Donc, je voyais autrement ! Était-ce un avantage? Ou un handicap, une tare? Je n’en savais rien. Je cru pouvoir expliquer cette double vision par mes deux langues : en effet quand je prononçais en russe “царь”, un tyran cruel se dressait devant moi; tandis que le mot “tsar” en français s’emplissait de lumières, de bruits, de vent, d’éclats de lustres, de reflets d’épaules féminines nues, de parfums mélangés […].
Je compris qu’il faudrait cacher ce deuxième regard sur les choses, car il ne pourrait susciter que les moqueries de la part des autres.
Andreï Makine, Le testament français, Mercure de France, 1995
Vingt-cinq ans, cet automne, que j’habite en France.

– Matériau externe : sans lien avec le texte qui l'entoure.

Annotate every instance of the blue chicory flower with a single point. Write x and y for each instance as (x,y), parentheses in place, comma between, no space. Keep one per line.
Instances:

Je suis arrivée en 1973 et là, à l’heure où j’écris, nous sommes en 1998. Un quart de siècle: […] plus de la moitié de ma vie. Si j’étais née en 1973 je serais déjà une adulte, une jeune femme de 25 ans. Mais voilà, ah, c’est là que le bât blesse, je ne suis pas née en 1973 et ce n’est pas, mais alors pas du tout la même chose que de passer dans un pays les premières ou vingt-cinq autres années de sa vie.
Le Nord, le Grand Nord a laissé sur moi sa marque indélébile. À quoi ressemble cette marque et de quelle nature est-elle? Et en quoi suis-je encore l’enfant de mon pays? En tout : pour la simple raison que j’y ai passé mon enfance. Or rien ne ressemble à l’enfance. On n’en a pas deux, et, quoi qu’on en dise, même avec la maladie d’Alzheimer, on n’y retombe pas.

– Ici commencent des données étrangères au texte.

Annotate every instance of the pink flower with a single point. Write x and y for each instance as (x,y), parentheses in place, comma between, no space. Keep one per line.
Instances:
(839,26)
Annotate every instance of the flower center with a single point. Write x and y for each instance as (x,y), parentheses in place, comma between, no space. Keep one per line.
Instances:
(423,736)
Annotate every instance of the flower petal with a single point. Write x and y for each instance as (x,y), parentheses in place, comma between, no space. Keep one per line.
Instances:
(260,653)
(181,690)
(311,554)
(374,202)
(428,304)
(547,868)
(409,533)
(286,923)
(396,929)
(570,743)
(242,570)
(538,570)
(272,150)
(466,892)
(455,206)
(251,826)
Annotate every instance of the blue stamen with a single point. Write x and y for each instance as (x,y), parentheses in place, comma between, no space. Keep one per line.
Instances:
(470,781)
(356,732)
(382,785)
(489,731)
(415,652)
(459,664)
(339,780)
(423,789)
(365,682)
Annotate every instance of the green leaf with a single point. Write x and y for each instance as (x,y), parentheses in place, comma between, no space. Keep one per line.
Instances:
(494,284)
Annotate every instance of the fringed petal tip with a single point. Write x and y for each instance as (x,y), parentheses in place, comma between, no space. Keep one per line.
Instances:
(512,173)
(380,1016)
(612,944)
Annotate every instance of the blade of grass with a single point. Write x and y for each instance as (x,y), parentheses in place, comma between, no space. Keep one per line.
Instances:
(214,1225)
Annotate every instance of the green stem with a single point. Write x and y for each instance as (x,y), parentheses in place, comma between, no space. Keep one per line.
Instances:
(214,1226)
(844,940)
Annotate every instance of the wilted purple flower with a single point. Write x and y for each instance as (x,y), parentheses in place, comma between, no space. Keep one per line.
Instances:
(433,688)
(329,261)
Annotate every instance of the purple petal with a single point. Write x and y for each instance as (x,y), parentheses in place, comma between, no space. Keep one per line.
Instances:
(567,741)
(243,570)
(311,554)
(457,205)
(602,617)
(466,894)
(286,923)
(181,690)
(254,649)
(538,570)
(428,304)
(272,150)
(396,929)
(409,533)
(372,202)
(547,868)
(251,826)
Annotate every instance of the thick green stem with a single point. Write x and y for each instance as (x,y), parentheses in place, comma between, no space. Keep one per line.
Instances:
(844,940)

Même si je vis en France depuis plus longtemps que, par exemple, mes enfants […], je ne serais jamais aussi française qu’eux. Dans la famille tout le monde est français mais, c’est comme l’égalité, il y en a qui sont plus français que d’autres. Nés en Franc, les rejetons d’une Canadienne et d’un Bulgare sont français sans problèmes et sans complexe […].
“Vous sentez-vous française maintenant ?” me demande-t-on souvent ( les expatriés : éternellement exposés à des questions stupides ).
Cela voudrait dire quoi, se sentir français ? À quoi le reconnaîtrais-je, si ça devait m’arriver un jour ?
On peut conférer aux autres être d’origine étrangère la nationalité française, les “naturaliser” comme on dit pour les animaux que l’on empaille, on peut leur donner des diplômes français, des honneurs français, voire l’immortalité française… Ils ne seront jamais français parce que personne ne peut leur donner une enfance française.